Lugares imprescindibles y vistas destacadas de Reserva Biológica de la Cordillera de Sama
Los puntos de mayor distinción de la reserva son su rango altitudinal extremo, la convergencia de cuatro ecorregiones importantes dentro de un solo límite y la combinación inusual de lagunas de altura, dunas de arena, bosques relictos de Polylepis y caminos precolombinos. Sus lagunas altoandinas, especialmente en la cuenca de Tajzara, son de las más notables del sur de Bolivia y ofrecen hábitat para los vulnerables flamencos andinos. Igualmente importantes son las especies de importancia para la conservación que alberga, incluyendo el gato andino, la vicuña, el guanaco, roedores endémicos de Bolivia y un grupo de aves amenazadas con distribución restringida. La reserva también sirve como fuente de agua importante para Tarija, vinculando la protección de la biodiversidad directamente con la seguridad hídrica regional.

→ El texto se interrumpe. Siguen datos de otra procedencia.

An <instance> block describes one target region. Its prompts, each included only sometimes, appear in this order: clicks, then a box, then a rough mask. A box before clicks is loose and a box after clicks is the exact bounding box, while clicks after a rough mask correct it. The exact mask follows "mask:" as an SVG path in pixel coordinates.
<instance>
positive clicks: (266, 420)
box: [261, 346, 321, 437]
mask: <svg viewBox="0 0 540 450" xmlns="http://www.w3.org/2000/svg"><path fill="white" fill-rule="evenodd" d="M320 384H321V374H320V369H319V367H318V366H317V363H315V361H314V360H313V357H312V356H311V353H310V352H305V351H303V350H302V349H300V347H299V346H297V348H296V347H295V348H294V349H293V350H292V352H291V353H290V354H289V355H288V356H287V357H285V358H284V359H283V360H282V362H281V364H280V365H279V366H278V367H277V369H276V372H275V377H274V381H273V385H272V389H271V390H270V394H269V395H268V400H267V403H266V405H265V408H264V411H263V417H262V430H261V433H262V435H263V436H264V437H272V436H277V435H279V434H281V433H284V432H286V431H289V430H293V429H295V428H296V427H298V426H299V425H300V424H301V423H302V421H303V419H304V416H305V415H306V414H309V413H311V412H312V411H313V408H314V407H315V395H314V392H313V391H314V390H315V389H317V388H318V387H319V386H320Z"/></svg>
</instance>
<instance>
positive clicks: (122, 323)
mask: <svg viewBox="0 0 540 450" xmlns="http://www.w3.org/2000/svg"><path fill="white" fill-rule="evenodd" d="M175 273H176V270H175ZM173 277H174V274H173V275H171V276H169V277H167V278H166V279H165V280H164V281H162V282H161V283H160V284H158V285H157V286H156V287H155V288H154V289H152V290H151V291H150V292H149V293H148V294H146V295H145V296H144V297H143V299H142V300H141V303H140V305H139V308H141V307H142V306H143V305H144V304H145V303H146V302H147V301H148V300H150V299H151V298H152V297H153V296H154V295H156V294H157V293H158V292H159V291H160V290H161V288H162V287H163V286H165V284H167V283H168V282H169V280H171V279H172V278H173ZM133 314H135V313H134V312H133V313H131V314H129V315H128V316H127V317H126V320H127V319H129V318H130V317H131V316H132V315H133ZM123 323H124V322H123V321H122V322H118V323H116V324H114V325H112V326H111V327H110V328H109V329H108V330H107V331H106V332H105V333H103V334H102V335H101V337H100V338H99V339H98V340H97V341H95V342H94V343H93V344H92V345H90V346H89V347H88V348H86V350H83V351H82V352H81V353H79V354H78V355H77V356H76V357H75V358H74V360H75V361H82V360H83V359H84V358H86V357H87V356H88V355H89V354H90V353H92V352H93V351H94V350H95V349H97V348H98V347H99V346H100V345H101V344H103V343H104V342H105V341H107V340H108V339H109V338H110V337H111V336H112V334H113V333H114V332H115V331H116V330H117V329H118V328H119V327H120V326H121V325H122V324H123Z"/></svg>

Mejor época para visitar Reserva Biológica de la Cordillera de Sama
El carácter estacional de la reserva está fuertemente ligado a la alternancia entre periodos secos y lluviosos que definen los Andes del sur de Bolivia. Durante la temporada de lluvias, la cuenca de Tajzara se expande formando un sistema mucho más amplio de lagos poco profundos y humedales, atrayendo aves acuáticas y creando un paisaje altoandino espectacular, aunque dificultando el acceso a algunos senderos y caminos elevados. En la estación seca, las condiciones son más suaves y estables, ofreciendo un mejor acceso a los miradores de la cordillera, los caminos indígenas y los valles alrededor de Tarija. Los flamencos y otras aves acuáticas permanecen en las lagunas permanentes durante todo el año, mientras que la observación de fauna en los valles y bosques tucumano-bolivianos suele ser más sencilla fuera de las lluvias. Los viajeros interesados tanto en la fauna como en la variedad paisajística suelen preferir las épocas de transición cuando los niveles de agua siguen siendo altos pero el clima es más predecible.